Do you agree with our choice for this month’s hero and villain?
Welcome to our slightly tongue-in-cheek section called Heroes and Villains.
Heroes and Villains
Each month, we take a generally light-hearted look at who have been the stand-out “goodies” and the “baddies” for nursing and healthcare over the last few weeks.
Let us know if you agree with our choices for June and if you have any suggestions for next month (without being unnecessarily rude, please).
Who else could it be this month other than the founding father of the National Health Service, Aneurin Bevan. As Minister for Health in the post-war Attlee government, the Welsh Labour Party politician and son of a coalminer famously spearheaded the establishment of the NHS on 5 July 1948. It was not an easy ride, as to reach his goal “Nye” Bevan had to overcome opposition from both the Conservative Party and within his own party, as well as from the British Medical Association. Several years later he said: “No society can legitimately call itself civilised if a sick person is denied medical aid because of lack of means.”

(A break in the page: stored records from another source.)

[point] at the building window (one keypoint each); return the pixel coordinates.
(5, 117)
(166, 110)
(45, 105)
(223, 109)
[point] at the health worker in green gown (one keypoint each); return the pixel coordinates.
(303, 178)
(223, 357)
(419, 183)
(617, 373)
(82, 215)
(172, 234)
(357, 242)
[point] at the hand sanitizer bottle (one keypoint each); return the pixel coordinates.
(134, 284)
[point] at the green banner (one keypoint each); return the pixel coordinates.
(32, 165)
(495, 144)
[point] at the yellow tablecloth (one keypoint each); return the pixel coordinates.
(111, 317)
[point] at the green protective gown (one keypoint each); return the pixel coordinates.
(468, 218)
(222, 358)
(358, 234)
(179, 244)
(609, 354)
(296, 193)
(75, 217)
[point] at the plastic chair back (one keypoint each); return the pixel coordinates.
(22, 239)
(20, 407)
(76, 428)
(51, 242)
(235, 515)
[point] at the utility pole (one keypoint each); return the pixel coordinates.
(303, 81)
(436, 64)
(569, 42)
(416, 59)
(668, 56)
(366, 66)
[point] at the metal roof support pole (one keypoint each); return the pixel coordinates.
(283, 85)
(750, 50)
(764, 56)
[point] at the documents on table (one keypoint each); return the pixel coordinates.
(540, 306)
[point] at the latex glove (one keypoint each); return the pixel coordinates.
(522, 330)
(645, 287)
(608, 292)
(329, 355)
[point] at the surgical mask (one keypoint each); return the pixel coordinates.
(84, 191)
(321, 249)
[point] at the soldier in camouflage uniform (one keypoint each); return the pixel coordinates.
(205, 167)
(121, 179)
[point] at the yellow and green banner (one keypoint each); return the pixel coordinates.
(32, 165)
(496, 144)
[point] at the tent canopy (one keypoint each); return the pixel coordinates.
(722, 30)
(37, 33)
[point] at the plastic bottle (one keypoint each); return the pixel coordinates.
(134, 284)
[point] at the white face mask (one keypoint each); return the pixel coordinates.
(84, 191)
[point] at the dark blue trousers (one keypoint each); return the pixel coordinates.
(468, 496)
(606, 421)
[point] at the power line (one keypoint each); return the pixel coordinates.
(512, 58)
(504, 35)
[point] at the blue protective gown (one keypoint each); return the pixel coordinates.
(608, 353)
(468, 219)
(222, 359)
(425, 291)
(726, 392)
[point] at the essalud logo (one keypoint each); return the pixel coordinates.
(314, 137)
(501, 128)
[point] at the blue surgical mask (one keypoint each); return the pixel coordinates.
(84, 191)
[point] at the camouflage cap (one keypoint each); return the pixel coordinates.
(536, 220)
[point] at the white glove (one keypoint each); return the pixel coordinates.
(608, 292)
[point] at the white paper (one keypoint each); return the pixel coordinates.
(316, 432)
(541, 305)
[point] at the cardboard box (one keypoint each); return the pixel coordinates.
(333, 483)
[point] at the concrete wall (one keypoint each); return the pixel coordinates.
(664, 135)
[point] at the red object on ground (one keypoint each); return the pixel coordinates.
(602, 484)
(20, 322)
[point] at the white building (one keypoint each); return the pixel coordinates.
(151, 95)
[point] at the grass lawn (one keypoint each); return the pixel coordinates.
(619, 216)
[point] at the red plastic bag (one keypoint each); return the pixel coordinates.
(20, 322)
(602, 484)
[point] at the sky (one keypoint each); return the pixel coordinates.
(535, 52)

Source: National Crime Agency
A British nurse has been convicted of trafficking five Nigerian women into Germany to work as prostitutes, after subjecting them to voodoo rituals. A court heard that Josephine Iyamu, 51, forced the women to swear oaths to hand over money to her during “juju” ceremonies. The voodoo rituals saw the women forced to eat chicken hearts, drink blood containing worms, and have powder rubbed into cuts, the court heard. Ms Iyamu declared a modest income of around £14,500 in 2016-17 from her work as an NHS agency nurse but investigators found she was able to afford to spend thousands on air travel and a large home in Nigeria.